Using a mouse model of A. baumannii pneumonia, we demonstrated that Zur is necessary for dissemination to the liver. The organ-specific phenotype could have several biological explanations. First, there may be different metal levels in infected lungs than in infected livers. Since the loss of CP restored growth of the Δzur::Km mutant to wild-type levels, this suggests that the Δzur::Km phenotype is the result of metal limitation that would be alleviated when CP is absent. CP is expressed in the lungs following A. baumannii infection; however, CP levels in the A. baumannii-infected liver have not been evaluated. Alternatively, since CP is also a proinflammatory mediator, it is possible that the growth defects in the liver, for both the zur and znuB deletion mutants (18), are the result of a modified immune response that is more detrimental to these A. baumannii mutants. Finally, the decreased burdens in the liver may specifically represent a dissemination defect as opposed to a growth defect, such that the Δzur::Km strain is less able to survive in the blood and, consequently, fewer bacteria reach the secondary site. Further studies are required to investigate the role of Zur and other Zn homeostasis mutants during A. baumannii infection.

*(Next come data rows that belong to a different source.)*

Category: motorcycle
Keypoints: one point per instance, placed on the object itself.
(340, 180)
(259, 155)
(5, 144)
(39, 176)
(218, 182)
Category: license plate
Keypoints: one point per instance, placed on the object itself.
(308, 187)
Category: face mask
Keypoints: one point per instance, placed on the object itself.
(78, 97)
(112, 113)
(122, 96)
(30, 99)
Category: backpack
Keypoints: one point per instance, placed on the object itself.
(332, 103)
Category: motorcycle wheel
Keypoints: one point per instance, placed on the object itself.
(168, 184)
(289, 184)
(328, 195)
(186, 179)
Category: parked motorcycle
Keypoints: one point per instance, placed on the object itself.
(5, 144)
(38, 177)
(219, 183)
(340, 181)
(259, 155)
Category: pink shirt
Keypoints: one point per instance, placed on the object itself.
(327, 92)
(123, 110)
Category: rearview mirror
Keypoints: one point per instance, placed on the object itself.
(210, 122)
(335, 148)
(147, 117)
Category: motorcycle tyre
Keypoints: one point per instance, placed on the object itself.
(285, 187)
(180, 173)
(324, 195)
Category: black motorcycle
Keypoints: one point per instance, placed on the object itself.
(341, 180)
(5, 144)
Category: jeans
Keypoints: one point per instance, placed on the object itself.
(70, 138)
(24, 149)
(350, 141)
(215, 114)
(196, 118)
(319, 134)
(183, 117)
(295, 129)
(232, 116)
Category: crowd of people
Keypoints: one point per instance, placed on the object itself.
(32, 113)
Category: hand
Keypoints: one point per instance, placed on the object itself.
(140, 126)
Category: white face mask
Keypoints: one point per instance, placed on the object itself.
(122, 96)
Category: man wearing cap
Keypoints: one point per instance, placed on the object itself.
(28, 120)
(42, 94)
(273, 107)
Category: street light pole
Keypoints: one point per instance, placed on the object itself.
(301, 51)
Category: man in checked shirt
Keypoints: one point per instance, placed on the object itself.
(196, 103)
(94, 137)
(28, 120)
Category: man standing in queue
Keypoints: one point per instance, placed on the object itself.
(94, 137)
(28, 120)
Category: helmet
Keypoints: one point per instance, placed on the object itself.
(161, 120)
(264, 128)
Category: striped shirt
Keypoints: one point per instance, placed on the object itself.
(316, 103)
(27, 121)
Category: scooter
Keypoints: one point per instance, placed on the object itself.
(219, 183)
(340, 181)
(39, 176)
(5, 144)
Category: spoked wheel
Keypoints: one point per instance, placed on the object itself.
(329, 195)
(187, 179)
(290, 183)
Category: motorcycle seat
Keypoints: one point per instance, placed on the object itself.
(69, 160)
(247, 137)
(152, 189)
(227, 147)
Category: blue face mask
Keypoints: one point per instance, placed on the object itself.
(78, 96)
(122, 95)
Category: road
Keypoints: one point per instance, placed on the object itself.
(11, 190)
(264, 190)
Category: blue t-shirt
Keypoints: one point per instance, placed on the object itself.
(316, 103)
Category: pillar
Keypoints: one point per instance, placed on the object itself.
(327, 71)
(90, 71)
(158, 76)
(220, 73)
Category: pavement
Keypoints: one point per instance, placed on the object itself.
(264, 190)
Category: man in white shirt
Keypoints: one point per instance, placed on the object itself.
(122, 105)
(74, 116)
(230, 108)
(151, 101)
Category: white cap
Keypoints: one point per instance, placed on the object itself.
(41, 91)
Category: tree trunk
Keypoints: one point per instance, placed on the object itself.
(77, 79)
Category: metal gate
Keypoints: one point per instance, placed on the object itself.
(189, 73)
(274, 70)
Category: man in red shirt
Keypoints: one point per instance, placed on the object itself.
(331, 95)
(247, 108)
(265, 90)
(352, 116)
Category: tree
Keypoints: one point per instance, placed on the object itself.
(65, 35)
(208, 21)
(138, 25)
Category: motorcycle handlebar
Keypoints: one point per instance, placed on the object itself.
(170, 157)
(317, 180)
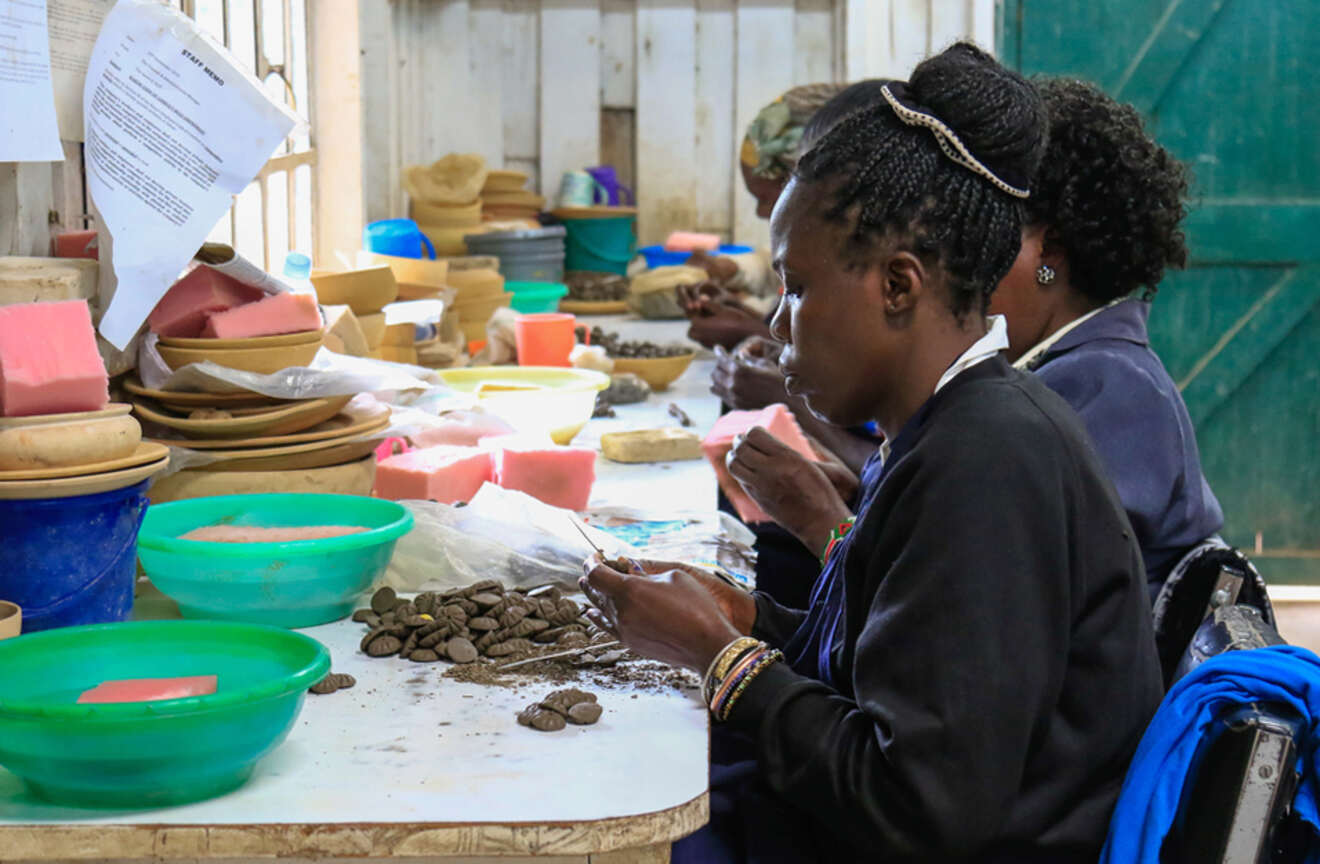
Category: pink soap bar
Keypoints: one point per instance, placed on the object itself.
(561, 476)
(779, 422)
(184, 309)
(691, 242)
(436, 474)
(149, 689)
(258, 534)
(49, 363)
(271, 317)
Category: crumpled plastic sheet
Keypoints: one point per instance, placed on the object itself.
(705, 538)
(329, 375)
(499, 534)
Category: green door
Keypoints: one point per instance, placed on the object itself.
(1229, 86)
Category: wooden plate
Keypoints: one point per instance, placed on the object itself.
(341, 426)
(593, 306)
(145, 453)
(85, 484)
(255, 342)
(114, 409)
(277, 421)
(258, 360)
(316, 454)
(188, 400)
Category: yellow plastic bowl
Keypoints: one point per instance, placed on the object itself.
(659, 372)
(364, 290)
(532, 399)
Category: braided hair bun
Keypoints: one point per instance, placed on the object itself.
(895, 181)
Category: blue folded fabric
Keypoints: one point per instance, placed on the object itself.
(1149, 802)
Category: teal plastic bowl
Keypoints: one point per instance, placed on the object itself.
(301, 583)
(536, 297)
(149, 753)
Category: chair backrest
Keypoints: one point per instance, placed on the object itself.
(1236, 802)
(1212, 575)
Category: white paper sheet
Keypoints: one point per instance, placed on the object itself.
(28, 129)
(74, 25)
(174, 128)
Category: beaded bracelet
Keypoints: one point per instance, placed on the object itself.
(724, 661)
(735, 674)
(836, 537)
(762, 662)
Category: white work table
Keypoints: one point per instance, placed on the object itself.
(409, 764)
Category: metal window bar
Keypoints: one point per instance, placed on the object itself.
(291, 158)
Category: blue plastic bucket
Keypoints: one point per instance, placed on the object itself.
(400, 238)
(659, 256)
(73, 559)
(605, 246)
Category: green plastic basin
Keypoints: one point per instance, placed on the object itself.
(301, 583)
(149, 753)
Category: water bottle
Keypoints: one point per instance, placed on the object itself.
(297, 273)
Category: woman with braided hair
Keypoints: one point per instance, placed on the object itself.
(977, 665)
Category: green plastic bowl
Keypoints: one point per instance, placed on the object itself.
(536, 297)
(149, 753)
(301, 583)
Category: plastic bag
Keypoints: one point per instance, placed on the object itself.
(499, 534)
(329, 375)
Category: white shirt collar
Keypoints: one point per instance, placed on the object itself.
(981, 350)
(1036, 351)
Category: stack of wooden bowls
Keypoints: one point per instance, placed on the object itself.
(506, 198)
(262, 355)
(445, 199)
(258, 443)
(62, 455)
(366, 290)
(479, 292)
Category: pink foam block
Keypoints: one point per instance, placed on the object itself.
(259, 534)
(436, 474)
(49, 363)
(149, 689)
(184, 309)
(779, 422)
(561, 476)
(269, 317)
(689, 242)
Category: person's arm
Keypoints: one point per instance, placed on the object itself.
(961, 657)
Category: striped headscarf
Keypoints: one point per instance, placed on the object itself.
(770, 147)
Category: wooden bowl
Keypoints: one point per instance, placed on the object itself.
(277, 421)
(82, 484)
(188, 400)
(11, 619)
(372, 327)
(417, 272)
(255, 342)
(446, 215)
(504, 181)
(147, 453)
(54, 441)
(659, 372)
(353, 478)
(259, 360)
(363, 290)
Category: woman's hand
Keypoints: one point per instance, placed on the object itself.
(746, 381)
(792, 490)
(676, 614)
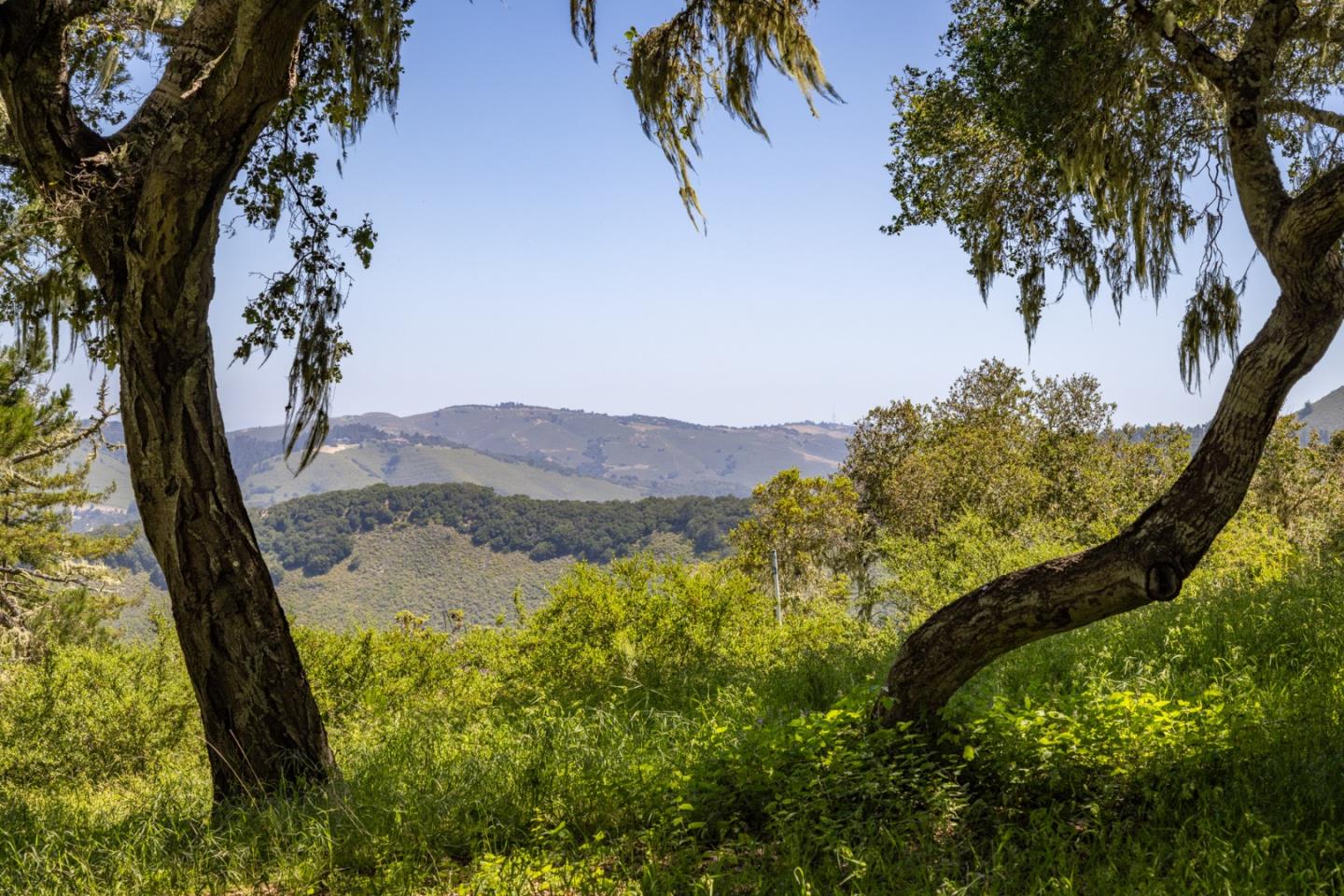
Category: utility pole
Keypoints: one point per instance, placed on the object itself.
(775, 569)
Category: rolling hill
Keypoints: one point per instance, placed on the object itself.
(360, 556)
(1325, 414)
(513, 449)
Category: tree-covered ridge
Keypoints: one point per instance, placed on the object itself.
(315, 534)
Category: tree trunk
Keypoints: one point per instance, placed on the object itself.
(261, 723)
(1151, 559)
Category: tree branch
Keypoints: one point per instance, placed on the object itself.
(1188, 48)
(1313, 222)
(1260, 183)
(1310, 113)
(35, 88)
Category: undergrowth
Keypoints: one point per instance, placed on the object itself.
(653, 731)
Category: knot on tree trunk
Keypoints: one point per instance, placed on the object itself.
(1164, 581)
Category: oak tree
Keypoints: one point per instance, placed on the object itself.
(110, 198)
(1090, 138)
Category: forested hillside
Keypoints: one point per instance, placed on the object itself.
(652, 455)
(357, 558)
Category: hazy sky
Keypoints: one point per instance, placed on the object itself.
(532, 247)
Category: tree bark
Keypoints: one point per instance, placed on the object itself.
(1152, 558)
(261, 723)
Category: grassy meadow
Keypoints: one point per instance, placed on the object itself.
(652, 731)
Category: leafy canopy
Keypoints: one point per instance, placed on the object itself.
(1086, 137)
(52, 581)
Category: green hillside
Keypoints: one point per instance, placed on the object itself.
(354, 458)
(656, 455)
(513, 449)
(355, 467)
(357, 558)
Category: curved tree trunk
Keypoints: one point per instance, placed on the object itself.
(1151, 559)
(261, 723)
(144, 210)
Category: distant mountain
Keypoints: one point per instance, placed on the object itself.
(357, 558)
(513, 449)
(652, 455)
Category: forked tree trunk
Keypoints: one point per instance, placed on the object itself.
(1151, 559)
(261, 723)
(144, 214)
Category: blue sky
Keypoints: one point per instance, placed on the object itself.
(532, 247)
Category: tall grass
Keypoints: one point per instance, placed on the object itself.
(653, 731)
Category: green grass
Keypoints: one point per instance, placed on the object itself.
(652, 731)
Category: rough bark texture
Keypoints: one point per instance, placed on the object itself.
(261, 723)
(143, 208)
(1298, 237)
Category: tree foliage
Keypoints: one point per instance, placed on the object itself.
(811, 528)
(1087, 138)
(52, 581)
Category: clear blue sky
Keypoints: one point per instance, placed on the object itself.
(532, 247)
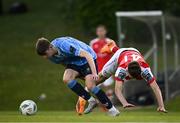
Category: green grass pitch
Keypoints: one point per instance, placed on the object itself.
(97, 116)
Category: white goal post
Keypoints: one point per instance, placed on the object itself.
(141, 16)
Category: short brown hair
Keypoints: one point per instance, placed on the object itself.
(101, 26)
(42, 45)
(134, 69)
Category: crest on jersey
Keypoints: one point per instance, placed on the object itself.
(72, 49)
(147, 75)
(121, 73)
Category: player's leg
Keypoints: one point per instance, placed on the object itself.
(69, 78)
(90, 84)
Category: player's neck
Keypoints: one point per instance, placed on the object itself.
(101, 37)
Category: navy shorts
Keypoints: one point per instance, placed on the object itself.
(83, 70)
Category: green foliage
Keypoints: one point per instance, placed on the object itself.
(92, 13)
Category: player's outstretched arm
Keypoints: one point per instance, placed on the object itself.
(158, 95)
(91, 63)
(118, 92)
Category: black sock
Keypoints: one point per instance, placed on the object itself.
(78, 89)
(102, 97)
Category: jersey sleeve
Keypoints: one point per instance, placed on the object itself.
(120, 74)
(70, 48)
(147, 75)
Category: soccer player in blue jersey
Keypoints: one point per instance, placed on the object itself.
(80, 61)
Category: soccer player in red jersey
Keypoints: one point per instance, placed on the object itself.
(126, 64)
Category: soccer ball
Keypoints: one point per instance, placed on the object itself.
(28, 107)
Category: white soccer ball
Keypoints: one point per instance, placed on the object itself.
(28, 107)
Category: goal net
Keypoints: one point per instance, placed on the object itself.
(149, 32)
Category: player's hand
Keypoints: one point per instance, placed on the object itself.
(128, 105)
(108, 47)
(162, 109)
(95, 77)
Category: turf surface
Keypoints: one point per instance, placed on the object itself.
(70, 116)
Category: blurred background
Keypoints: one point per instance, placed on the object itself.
(24, 75)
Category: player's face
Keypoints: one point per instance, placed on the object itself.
(50, 52)
(101, 32)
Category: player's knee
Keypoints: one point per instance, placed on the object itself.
(66, 80)
(89, 86)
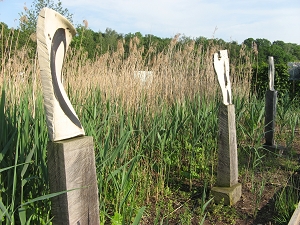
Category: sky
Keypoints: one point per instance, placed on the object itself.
(230, 20)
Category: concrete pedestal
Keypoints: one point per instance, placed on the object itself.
(227, 185)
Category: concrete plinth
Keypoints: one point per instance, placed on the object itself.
(230, 194)
(227, 186)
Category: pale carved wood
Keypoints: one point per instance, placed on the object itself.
(221, 65)
(54, 34)
(271, 73)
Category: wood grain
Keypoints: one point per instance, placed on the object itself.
(71, 165)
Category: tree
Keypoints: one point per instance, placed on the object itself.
(29, 17)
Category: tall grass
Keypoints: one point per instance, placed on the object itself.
(150, 141)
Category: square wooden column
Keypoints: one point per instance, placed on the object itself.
(71, 165)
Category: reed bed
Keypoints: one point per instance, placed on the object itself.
(149, 137)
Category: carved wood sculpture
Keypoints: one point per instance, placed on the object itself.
(54, 34)
(221, 64)
(271, 73)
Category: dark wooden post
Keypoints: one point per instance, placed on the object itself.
(71, 165)
(270, 108)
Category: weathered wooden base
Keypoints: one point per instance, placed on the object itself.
(71, 165)
(230, 194)
(227, 174)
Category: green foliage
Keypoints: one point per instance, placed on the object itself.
(286, 201)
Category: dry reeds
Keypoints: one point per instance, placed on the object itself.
(180, 71)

Our data describe the Zn regulon in A. baumannii, including genes involved in metal homeostasis, metabolism, and virulence. Moreover, we have demonstrated a role for Zur in the ability of A. baumannii to grow in the presence of various levels of Zn and within the host during infection. In general, the ability of bacterial pathogens to respond to the various metal levels in the host is crucial to establishing infection because of the requirement for metals in a variety of physiological processes. In view of the increasing rates of antibiotic resistance in A. baumannii and other bacteria, identification of new targets for antimicrobials is urgently needed. Systems involved in bacterial metal homeostasis are attractive possibilities due to their importance in bacterial physiology and growth as well as the conservation of these systems among bacterial species.